On this page
Extracting sentences for precision testing
This document explains how to harvest sentences that receive error tags in large corpora.
Commands
The command assumes you have compiled the grammar checker and tokeniser
(./configure --enable-grammarchecker --enable-tokenisers).
Use gtgramtool create-candidates to generate candidate YAML files. Input is
read from stdin only. The default prefix for candidate files is today’s date in
YYYY-mm-dd format.
- From a file:
gtgramtool create-candidates path/to/archive.zcheck < input.txt - From a pipe:
cat input.txt | gtgramtool create-candidates path/to/archive.zcheck - With custom prefix:
cat input.txt | gtgramtool create-candidates path/to/archive.zcheck --candidate_prefix my-prefix - Using ccat:
ccat -l <mylang> -a $GTLANGS/corpus-<mylang>/converted/<interesting-genre> | gtgramtool create-candidates $GTLANGS/lang-<mylang>/tools/grammarcheckers/<mylang-possibly-two-letters-long>.zcheck(e.g.gleisga,kaliskl,faoisfo)
The program takes plain-text input, uses hfst-tokeniser with the tokeniser
from the language repository where the grammar checker exists to divide the
input into sentences, and then grammar-checks the sentences.
If the grammar checker archive is at
$HOME/lang-smn/tools/grammarcheckers/smn.zcheck, the output files will be
found in $HOME/lang-smn/tools/grammarcheckers/tests/candidates.
The output consists of test files classified by error type, as specified by the grammar checker.

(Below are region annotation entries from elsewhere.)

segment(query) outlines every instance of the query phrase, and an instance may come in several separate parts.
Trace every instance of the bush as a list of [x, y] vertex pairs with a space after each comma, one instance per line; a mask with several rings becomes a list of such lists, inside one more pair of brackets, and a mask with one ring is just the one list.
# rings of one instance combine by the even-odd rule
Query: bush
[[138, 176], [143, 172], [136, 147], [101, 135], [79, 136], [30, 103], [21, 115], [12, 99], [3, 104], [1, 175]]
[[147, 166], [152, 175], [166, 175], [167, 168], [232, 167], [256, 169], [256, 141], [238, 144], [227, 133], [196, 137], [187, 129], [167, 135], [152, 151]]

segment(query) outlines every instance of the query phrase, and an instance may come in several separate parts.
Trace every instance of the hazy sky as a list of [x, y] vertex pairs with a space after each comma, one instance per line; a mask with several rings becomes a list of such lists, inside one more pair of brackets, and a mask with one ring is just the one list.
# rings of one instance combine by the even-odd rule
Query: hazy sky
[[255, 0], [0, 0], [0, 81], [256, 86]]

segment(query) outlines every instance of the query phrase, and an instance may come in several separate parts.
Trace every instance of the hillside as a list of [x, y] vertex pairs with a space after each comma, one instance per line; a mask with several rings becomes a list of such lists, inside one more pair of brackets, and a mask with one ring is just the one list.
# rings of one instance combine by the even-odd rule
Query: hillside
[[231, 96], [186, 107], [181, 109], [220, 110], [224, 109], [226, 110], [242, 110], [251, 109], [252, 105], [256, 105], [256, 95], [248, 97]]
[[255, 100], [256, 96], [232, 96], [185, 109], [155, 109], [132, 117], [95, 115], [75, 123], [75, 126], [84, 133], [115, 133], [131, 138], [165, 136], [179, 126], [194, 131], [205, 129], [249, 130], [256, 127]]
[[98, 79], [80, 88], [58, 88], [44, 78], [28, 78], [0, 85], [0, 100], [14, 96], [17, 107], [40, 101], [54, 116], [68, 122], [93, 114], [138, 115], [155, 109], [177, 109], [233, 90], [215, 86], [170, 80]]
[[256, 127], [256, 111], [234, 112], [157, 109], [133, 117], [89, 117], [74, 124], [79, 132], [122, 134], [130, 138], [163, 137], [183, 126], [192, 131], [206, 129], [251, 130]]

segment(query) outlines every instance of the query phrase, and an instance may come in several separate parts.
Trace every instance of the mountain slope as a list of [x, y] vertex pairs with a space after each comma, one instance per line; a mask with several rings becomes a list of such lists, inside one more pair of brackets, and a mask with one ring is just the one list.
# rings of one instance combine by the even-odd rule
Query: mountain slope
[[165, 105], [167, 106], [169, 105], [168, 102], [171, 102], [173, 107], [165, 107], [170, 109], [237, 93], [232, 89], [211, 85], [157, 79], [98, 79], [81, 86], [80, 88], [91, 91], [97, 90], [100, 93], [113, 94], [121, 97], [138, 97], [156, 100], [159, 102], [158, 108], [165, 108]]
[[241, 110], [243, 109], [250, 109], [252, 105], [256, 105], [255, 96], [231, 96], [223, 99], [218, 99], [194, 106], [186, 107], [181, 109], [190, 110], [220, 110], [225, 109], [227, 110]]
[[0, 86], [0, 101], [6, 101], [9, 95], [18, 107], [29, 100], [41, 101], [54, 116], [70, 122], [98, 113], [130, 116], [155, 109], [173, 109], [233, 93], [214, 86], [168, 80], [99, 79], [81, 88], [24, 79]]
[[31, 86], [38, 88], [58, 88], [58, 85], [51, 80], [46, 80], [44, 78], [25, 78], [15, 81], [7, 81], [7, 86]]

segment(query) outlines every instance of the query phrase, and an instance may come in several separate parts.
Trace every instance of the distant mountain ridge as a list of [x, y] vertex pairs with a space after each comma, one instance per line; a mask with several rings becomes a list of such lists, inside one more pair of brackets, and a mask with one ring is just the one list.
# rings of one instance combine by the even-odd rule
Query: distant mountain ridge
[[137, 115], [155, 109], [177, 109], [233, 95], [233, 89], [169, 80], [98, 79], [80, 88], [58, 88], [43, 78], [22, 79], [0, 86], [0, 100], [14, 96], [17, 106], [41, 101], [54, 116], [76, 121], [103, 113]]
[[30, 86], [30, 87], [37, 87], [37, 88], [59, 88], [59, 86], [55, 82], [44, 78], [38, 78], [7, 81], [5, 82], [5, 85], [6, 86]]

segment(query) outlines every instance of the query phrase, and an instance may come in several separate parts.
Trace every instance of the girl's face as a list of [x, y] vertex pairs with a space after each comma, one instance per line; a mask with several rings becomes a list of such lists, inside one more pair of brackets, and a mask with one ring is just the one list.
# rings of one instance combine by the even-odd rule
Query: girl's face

The resulting files contain tests with error markup based on what the grammar
checker found. Typos use $ as the markup sign; all other errors use § as the
markup character.
Integrating the result in regression testing
Move interesting sentences from
<gramcheck-dir>/tests/candidates/<prefix>-<tag>-FAIL.yaml to
<gramcheck-dir>/tests/<tag>-FAIL.yaml
Edit the markup of the tests you moved to match your language’s markup standards and to fix incorrect markup.
Then run
gtgramtool test -c yaml --move-tests <gramcheck-dir>/tests/<tag>-FAIL.yaml
This will move passing tests to <gramcheck-dir>/tests/<tag>-PASS.yaml. The
*PASS.yaml file is used for regression testing.